Sophie Duplaix – Garouste

Le catalogue de l’exposition rétrospective de Gérard Garouste.

Un artiste que je ne connaissais pas. Et j’avoue que j’ai été plus qu’agréablement surpris.

Une exposition où aller plusieurs fois n’est pas un luxe, tellement il y a des choses à observer, des détails à découvrir. Il ne faut pas hésiter à découvrir la vie de l’artiste puisque c’est important pour comprendre ses œuvres.

Fils d’un père violent, ses rapports houleux avec son père ont laissé des traces et apparaissent dans plusieurs œuvres. Des événements marquants ou juste des souvenirs sont représentés dans des tableaux, tel le jour où son père a menacé sa mère avec un pistolet parce qu’elle ne prenait pas correctement une bouteille ou alors des disputes avec son père.

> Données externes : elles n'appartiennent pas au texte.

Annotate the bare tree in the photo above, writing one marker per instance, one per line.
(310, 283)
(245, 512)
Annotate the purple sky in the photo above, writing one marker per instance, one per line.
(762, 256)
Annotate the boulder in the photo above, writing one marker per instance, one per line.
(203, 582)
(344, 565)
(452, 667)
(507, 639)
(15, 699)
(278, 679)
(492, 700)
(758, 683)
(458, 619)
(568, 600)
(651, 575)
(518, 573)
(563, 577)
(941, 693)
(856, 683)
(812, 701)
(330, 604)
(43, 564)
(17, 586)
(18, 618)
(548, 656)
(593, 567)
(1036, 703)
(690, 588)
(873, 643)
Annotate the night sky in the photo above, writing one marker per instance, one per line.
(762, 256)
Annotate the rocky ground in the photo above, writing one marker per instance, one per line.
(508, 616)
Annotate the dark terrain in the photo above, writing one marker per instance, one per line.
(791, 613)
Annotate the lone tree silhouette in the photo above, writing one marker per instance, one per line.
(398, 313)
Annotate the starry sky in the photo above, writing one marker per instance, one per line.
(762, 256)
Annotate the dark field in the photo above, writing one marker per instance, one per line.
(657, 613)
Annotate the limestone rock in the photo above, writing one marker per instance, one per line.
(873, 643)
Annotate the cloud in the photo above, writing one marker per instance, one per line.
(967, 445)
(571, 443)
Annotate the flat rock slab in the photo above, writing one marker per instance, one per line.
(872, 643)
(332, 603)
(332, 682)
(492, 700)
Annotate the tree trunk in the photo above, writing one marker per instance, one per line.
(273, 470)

Ce n’est qu’à l’âge adulte qu’il a appris que son père, marchand de meubles et collaborateur pendant la deuxième guerre a spolié des familles juives. Comme une sorte de « mea culpa » il s’est lancé dans l’étude du judaïsme et du Talmud. Il s’est lié d’amitié avec le rabbin et philosophe Marc-Alain Ouaknin et, grâce à cette amitié, il a pu réaliser plusieurs tableaux et même deux versions de Haggada (le rituel de cérémonie de la Pâque juive), ainsi que plusieurs tableaux sur la culture juive.

Dans nombreux tableaux il se représente lui-même ou ses proches.

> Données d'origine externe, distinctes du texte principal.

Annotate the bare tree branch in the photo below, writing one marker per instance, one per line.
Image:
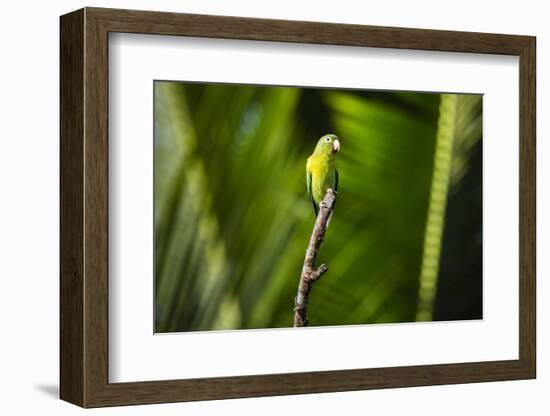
(311, 274)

Il a eu des accès de folie, il a dû être interné trois ou quatre fois, lors des accès. Notamment lorsqu’il a eu une attitude déplacée dans la Cathédrale de Chartres pendant une cérémonie de mariage – il se baladait sur le fameux labyrinthe, il a cassé des cierges, … Ceci est représenté dans le tableau « Chartres ». Mais en dehors de ces quelques événements il ne semble pas être très touché par une folie persistante comme ça a été le cas d’un nombre d’autres artistes. C’est peut-être juste une émanation de sa génialité. Une très probable bipolarité.

Se disant autodidacte, il a très certainement une grande culture. Il n’hésite pas à pousser à fond des réflexions que je dirais même philosophiques ou historiques à la recherche de situations antagoniques. Cela apparaît dans plusieurs tableaux.

Mais ce qui est aussi impressionnant, c’est la taille des tableaux. La plupart font plusieurs mètres de hauteur, jusqu’à quatre ou cinq.

C’est une très belle exposition qui ne manque pas de plaire même à ceux qui n’apprécient pas l’art contemporaine.

Citations

(p. 59)

J’accepte toute critique que l’on peut faire de mon œuvre et ce d’autant plus naturellement qu’à mes yeux, la forme que prend ma peinture est secondaire. Mon style est ce qu’il est, il est reconnaissable en tant que tel et me définit aux yeux des spectateurs : à la fois classique par la technique que j’emploie, passant par l’ébauche, les glacis et les empâtements, et surréaliste dans ma manière un peu délirante de traiter mes sujets. Ma fondamentalement, les questions formelles ne me préoccupent pas. De toute façon, depuis le XXe siècle, en peinture tout a été fait : on a été classique, impressionniste, expressionniste, cubiste, abstrait, on a brûlé et tailladé des toiles, on a tenté toues sortes d’expériences plastiques… Aujourd’hui, ce médium a clos son histoire et son vocabulaire est limité, comme les mots d’un dictionnaire. Il n’en demeure pas moins que je suis très conscient de mon héritage et de ma dette : Goya, les miniatures du Moyen ⁼Age, Léonard de Vinci, Tintoret, Van Gogh, De Chirico, Picasso, Duchamp. Le style d’un artiste n’est jamais que le résidu de toutes les influences qui l’ont parqué : c’est ce qui reste quand il s’est débarrassé de ce qui l’a nourri.

Quatrième de couverture

Gérard Garouste, né en 1946, est l’un des plus importants peintres contemporains français, adepte d’une figuration sans concession. Sa peinture qu’il inscrit tour à tour dans la mythologie, la littérature, le récit biblique et les études talmudiques, ne cherche pas à séduire. Elle ne craint ni les aberrations, ni les déformations, mutilations et recompositions de la figure. C’est une peinture qui questionne sans relâche, bouscule les certitudes : une peinture qui dérange, mais sur le mode d’un jeu dont les règles seraient sans cesse à réinventer. La rétrospective qui lui consacre le Centre Pompidou permet de saisir toute la richesse du parcours inclassable de Garouste, « l’intranquille », dont la vie, sous le signe de l’étude mais aussi de la folie, et l’œuvre énigmatique se nourrissent l’une l’autre en un dialogue saisissant.